Con ocasión de su segundo viaje al lago Atabaska, en 1848, el padre Alejandro Taché tuvo la dicha de bautizar un joven huérfano de la etnia “montañés” a quien puso por nombre Juan. “A partir de ahora, le dice el misionero oblato, la Santísima Virgen ocupará el lugar de tu difunta madre”. “¿De veras?”, pregunta el muchacho. “Entonces, ¿qué puedo hacer para demostrarle mi amor?” “Es fácil, le responde el padre, reza el rosario todos los días y cuando pienses en María, dile mamá, como le decías a tu madre cuando eras más pequeño. Haz esto, mi querido Juan, y tu madre del cielo estará contenta de ti; ella te ayudará en tus necesidades, hasta la hora de tu muerte”.

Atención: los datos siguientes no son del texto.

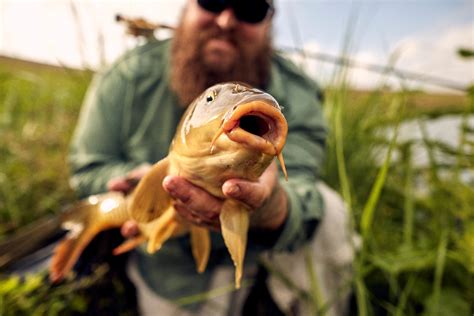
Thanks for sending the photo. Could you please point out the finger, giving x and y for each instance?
(129, 229)
(192, 197)
(254, 194)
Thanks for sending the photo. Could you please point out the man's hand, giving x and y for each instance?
(266, 198)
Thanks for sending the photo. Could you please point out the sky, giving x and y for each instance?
(422, 34)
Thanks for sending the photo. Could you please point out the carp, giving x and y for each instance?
(230, 131)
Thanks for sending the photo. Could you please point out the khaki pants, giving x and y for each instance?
(322, 268)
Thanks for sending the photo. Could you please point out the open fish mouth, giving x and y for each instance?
(257, 125)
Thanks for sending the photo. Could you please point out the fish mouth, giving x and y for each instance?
(257, 125)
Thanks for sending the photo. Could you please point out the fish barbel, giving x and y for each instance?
(230, 131)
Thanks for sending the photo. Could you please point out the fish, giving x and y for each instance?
(231, 130)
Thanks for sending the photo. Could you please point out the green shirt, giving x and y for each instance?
(129, 117)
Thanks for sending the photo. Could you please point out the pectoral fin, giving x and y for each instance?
(149, 199)
(162, 229)
(129, 244)
(201, 246)
(234, 219)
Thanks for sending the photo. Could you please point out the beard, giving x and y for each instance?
(190, 74)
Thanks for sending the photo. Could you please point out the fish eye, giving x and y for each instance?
(211, 97)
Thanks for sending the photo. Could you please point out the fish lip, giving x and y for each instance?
(271, 141)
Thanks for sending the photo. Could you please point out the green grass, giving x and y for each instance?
(418, 240)
(38, 111)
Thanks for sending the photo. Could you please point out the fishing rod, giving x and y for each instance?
(140, 27)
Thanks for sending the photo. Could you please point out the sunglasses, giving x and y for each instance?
(249, 11)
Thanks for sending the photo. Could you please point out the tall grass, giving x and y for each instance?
(38, 111)
(418, 257)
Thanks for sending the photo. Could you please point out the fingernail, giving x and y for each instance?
(231, 189)
(169, 184)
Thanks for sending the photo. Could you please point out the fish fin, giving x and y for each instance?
(129, 244)
(84, 220)
(67, 252)
(149, 199)
(234, 219)
(201, 246)
(162, 229)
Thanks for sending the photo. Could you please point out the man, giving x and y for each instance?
(130, 116)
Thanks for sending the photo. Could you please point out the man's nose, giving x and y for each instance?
(226, 19)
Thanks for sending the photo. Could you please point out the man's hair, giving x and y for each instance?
(190, 76)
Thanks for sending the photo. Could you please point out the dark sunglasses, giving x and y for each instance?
(249, 11)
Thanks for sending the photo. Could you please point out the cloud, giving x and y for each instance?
(427, 54)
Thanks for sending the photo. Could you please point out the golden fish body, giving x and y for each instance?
(230, 131)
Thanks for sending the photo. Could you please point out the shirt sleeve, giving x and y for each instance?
(95, 151)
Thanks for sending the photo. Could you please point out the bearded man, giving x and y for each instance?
(130, 116)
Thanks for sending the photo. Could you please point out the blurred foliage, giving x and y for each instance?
(464, 52)
(417, 255)
(39, 108)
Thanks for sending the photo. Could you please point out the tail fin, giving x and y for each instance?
(77, 219)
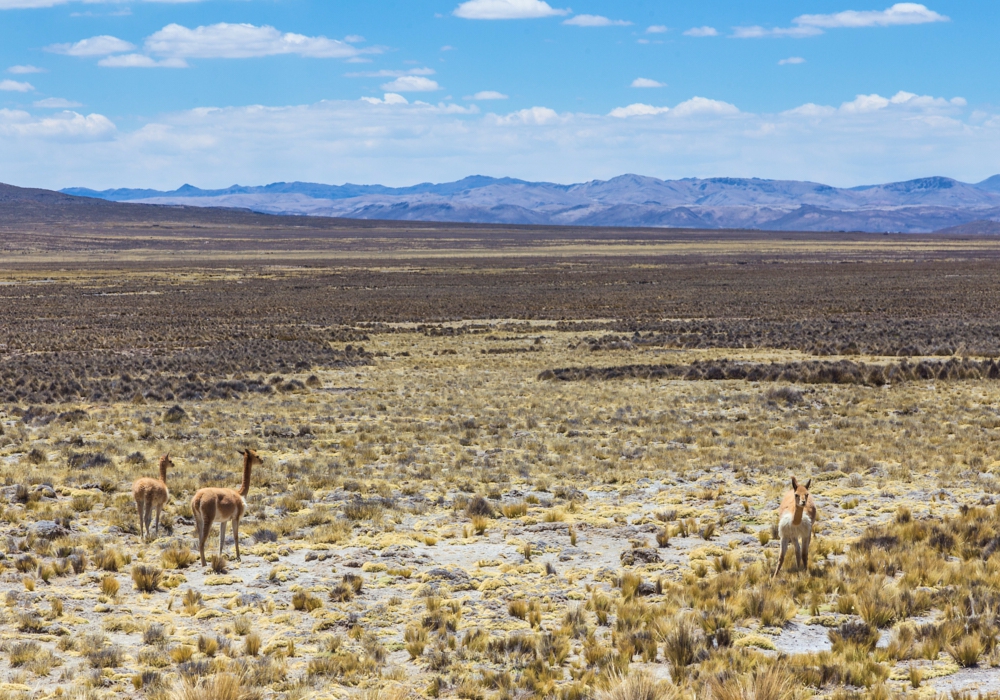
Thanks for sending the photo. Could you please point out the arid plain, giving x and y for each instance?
(500, 465)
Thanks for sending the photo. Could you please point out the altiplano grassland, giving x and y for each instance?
(557, 479)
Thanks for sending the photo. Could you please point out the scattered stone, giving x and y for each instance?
(640, 555)
(48, 529)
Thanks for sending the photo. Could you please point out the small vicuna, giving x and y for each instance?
(149, 494)
(796, 517)
(223, 505)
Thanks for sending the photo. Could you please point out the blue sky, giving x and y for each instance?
(215, 92)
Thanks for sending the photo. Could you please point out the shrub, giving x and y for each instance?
(146, 578)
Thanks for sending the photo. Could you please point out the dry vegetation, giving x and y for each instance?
(439, 515)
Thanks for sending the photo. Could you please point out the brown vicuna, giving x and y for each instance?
(223, 505)
(149, 494)
(796, 517)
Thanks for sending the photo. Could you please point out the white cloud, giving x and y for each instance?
(703, 105)
(243, 41)
(395, 143)
(68, 126)
(595, 21)
(411, 83)
(908, 101)
(487, 95)
(390, 98)
(35, 4)
(138, 60)
(56, 103)
(902, 13)
(637, 110)
(533, 116)
(385, 73)
(756, 32)
(15, 86)
(94, 46)
(506, 9)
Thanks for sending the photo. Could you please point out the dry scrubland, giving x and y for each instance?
(574, 499)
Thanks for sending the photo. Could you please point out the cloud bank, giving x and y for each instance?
(390, 140)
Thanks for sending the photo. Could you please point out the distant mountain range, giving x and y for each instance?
(923, 205)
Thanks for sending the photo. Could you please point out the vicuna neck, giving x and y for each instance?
(247, 464)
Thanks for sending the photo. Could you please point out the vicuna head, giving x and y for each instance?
(251, 455)
(801, 492)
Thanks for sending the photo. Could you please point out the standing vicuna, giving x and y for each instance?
(224, 505)
(149, 494)
(796, 517)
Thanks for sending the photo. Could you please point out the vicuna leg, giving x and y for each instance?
(236, 536)
(148, 515)
(204, 520)
(781, 557)
(138, 506)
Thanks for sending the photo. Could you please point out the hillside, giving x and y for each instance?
(921, 205)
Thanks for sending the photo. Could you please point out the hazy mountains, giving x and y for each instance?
(927, 204)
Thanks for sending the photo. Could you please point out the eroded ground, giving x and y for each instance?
(441, 521)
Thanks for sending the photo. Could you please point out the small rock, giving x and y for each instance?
(46, 491)
(48, 529)
(640, 555)
(646, 588)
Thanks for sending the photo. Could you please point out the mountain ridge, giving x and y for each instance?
(919, 205)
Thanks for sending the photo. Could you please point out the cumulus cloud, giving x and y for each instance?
(411, 83)
(757, 32)
(56, 103)
(703, 105)
(487, 95)
(68, 126)
(15, 86)
(386, 73)
(138, 60)
(637, 110)
(506, 9)
(34, 4)
(533, 116)
(595, 21)
(242, 41)
(902, 13)
(390, 98)
(702, 31)
(94, 46)
(393, 142)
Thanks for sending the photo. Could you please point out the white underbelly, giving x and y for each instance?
(788, 530)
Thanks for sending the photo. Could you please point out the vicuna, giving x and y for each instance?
(796, 517)
(149, 494)
(223, 505)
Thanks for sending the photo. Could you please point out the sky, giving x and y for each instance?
(158, 93)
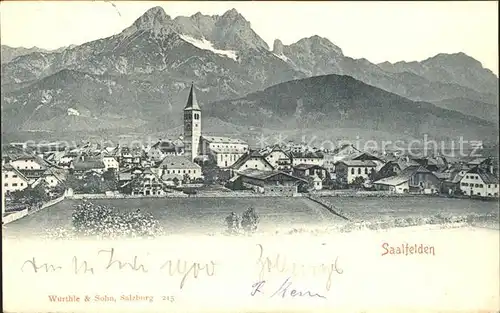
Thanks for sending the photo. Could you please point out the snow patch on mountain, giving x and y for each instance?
(72, 111)
(282, 56)
(207, 45)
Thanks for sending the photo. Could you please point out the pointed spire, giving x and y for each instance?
(192, 103)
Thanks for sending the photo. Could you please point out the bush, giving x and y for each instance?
(250, 220)
(96, 220)
(247, 223)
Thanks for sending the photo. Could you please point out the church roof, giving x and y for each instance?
(192, 103)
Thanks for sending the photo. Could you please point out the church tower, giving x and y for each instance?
(192, 126)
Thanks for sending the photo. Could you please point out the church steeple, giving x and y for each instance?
(192, 126)
(192, 103)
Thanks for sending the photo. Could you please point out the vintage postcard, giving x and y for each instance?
(249, 157)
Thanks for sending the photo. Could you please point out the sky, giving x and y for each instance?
(377, 31)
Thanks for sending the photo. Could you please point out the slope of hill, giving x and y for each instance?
(334, 101)
(470, 107)
(139, 77)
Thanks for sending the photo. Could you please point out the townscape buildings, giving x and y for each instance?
(196, 160)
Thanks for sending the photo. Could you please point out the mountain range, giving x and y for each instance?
(138, 79)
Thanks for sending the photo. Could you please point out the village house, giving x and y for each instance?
(27, 162)
(411, 179)
(278, 158)
(394, 184)
(348, 170)
(84, 165)
(310, 170)
(179, 167)
(52, 177)
(252, 160)
(223, 150)
(110, 162)
(307, 157)
(345, 151)
(163, 148)
(126, 175)
(479, 182)
(67, 159)
(485, 164)
(13, 179)
(146, 183)
(389, 169)
(269, 182)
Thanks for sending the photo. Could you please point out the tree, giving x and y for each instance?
(358, 182)
(233, 223)
(89, 219)
(250, 220)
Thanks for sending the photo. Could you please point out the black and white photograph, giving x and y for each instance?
(250, 156)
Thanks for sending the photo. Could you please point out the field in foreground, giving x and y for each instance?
(206, 215)
(191, 215)
(349, 269)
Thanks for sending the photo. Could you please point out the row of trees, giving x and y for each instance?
(94, 183)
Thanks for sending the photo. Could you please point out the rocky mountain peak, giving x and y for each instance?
(459, 59)
(315, 43)
(232, 14)
(154, 18)
(278, 47)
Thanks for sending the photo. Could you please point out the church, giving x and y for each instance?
(224, 151)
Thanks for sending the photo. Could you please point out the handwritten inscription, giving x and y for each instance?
(286, 289)
(280, 264)
(32, 264)
(109, 261)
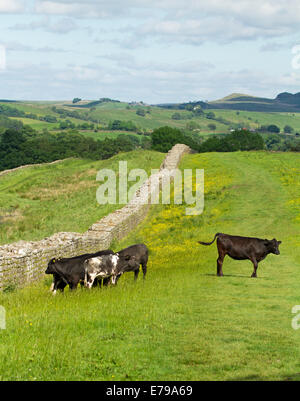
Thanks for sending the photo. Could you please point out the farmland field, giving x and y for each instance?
(39, 201)
(183, 322)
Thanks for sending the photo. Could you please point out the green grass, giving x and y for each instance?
(106, 112)
(183, 322)
(39, 201)
(256, 119)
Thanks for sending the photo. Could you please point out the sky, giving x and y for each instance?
(156, 51)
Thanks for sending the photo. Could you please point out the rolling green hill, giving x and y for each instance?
(39, 201)
(183, 322)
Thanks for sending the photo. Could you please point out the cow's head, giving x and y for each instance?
(273, 246)
(91, 267)
(128, 262)
(51, 266)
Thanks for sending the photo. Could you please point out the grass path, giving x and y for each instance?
(39, 201)
(183, 322)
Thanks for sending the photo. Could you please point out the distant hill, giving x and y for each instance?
(284, 102)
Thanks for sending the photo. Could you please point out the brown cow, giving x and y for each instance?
(241, 248)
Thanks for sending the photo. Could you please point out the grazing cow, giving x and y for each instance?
(140, 253)
(107, 266)
(70, 271)
(241, 248)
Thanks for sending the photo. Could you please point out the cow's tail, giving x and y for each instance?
(209, 243)
(85, 273)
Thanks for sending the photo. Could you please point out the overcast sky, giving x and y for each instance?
(151, 50)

Pasan los años y Juan sigue fiel a esa oración. Tiene ahora ochenta años. Un buen día se enferma sin más. Su hijo Pedro, buen católico también él, se apena por no poder hacer venir a un sacerdote para que asista a su padre en los últimos momentos. La misión más cercana se halla a 40 millas y el misionero no viene más que cada dos años. Unos días antes de Navidad el estado de ese buen hombre es alarmante. “Papá, le dice Pedro, me parece que vas a morir muy pronto”. “No, no, responde débilmente el enfermo, no moriré” “Que sí, insisten sus parientes y amigos, estás al borde de la muerte; prepárate para presentarte ante Dios”. “No, vuelve a insistir el viejo amerindio, no os preocupéis por mí, yo estoy seguro”. “Dios mío, ¿por qué tanta obstinación? ¿El pobre viejo habrá perdido la razón? ¡Virgen María, ten piedad de él y de nosotros!”

Llega el 24 de diciembre. Fuera, la nieve se arremolina. La tormenta embate con furia. De repente llaman a la puerta de la pobre cabaña. Pedro va a abrir. Un extranjero, tiritando de frío, se perfila al trasluz. « ¿Podrían indicarme el camino para Fond-du-Lac? Con la borrasca me he perdido”. « Por supuesto, pero entre primero y caliéntese.» “Gracias, replica el visitante, no puedo rehusar; estoy tan cansado”. Apenas entra, ve al enfermo, tendido en su camastro, en un rincón del chamizo. Con un simple vistazo se da cuenta que el anciano está en agonía. Se acerca entonces al moribundo, le dice con cariño: “Amigo mío, me parece que la muerte está muy cerca; tienes que prepararte a bien morir”. “No, no, repite de nuevo el viejo abuelo, yo no moriré”. “Pero es Dios quien decide la hora de nuestra muerte; nosotros no podemos hacer nada”. “Todo eso lo sé muy bien, mi buen señor, pero escúcheme bien”. Le muestra ufano el rosario: “Yo lo rezo todos los días desde hace mucho tiempo y la Santísima Virgen me ha prometido que yo no moriré sin tener un sacerdote…”

Emocionado ante tanta fe, el visitante abre entonces su anorak de piel de caribú y deja ver su cruz de Oblato. “Pues bien, amigo mío, tu confianza ha sido recompensada. Yo soy sacerdote. Seguramente que ha sido la Santísima Virgen quien me ha enviado a tu lado. Ella ha permitido que me extravíe para encontrarte aquí”.

Acto seguido le administra los últimos sacramentos y, a primera hora del día de Navidad, Juan, el viejo amerindio, moría dulcemente susurrando con el misionero y con todos los suyos: “Santa María, ruega por nosotros, ahora… y en la hora de nuestra muerte.”